The program also includes Strategy Development Grants awarded to 29 communities across the country. These grants will strengthen the capabilities of these communities, making them potential candidates for a hub designation in the future.
A noteworthy aspect of this initiative is its commitment to addressing disparities in access to quality STEM education, opportunities, and investment in economically disadvantaged communities. By doing so, it seeks to create a more inclusive and vibrant innovation landscape.

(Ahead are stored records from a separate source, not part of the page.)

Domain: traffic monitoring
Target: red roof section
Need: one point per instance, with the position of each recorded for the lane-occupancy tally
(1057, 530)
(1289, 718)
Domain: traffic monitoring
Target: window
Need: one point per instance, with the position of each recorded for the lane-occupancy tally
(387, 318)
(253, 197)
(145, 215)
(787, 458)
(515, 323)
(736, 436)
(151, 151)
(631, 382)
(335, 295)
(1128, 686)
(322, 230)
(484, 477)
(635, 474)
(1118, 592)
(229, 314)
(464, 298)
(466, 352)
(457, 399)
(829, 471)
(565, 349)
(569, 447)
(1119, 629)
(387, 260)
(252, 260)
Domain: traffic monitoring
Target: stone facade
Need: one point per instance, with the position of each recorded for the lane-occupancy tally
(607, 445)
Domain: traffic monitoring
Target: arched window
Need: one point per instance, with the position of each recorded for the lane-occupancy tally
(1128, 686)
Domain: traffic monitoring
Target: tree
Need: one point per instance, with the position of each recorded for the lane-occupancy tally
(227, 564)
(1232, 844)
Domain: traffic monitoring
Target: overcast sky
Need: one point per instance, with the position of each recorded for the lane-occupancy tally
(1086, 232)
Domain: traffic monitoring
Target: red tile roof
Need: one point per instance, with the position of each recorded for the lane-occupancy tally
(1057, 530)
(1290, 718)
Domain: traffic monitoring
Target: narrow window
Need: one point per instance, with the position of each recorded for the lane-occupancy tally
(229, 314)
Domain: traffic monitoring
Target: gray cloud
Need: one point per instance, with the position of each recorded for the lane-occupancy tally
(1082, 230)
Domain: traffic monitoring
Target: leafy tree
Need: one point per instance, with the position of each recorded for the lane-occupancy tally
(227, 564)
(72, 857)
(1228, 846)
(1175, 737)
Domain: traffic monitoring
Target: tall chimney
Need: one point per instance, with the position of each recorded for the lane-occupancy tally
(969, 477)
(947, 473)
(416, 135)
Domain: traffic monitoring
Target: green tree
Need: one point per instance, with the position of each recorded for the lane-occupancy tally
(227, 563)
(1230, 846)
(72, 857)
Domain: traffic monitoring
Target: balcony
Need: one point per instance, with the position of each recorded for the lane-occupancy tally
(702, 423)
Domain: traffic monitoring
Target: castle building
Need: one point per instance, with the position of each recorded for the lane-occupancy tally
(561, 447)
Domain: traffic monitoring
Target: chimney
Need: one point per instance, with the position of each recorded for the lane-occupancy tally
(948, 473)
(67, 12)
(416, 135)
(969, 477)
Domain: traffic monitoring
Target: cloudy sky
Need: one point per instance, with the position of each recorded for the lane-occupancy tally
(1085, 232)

“By emphasizing regional opportunities the Tech Hubs will stimulate economic growth where it is needed most, while developing technologies that speak to regional geographic concerns and build on local expertise,” said Stephanie Forrest, Biodesign Center Director and Professor of Computer Science at Arizona State University, External Faculty at the Santa Fe Institute, and Chair of the CRA Government Affairs Committee.
“The range of projects is truly impressive, with everything from hubs to help mineral-rich regions of the country provide processed materials for next-generation energy systems to projects aimed at re-shoring pharmaceutical manufacturing. These projects speak to urgent national priorities and will provide education and workforce development in economically disadvantaged communities.”
With these 31 hubs dispersed across 32 states and Puerto Rico, the U.S. is taking action to revitalize its leadership in science and technology, bringing innovation and economic growth to all corners of the nation. As the program unfolds, it offers exciting opportunities for collaboration and advancement in the world of technology and innovation.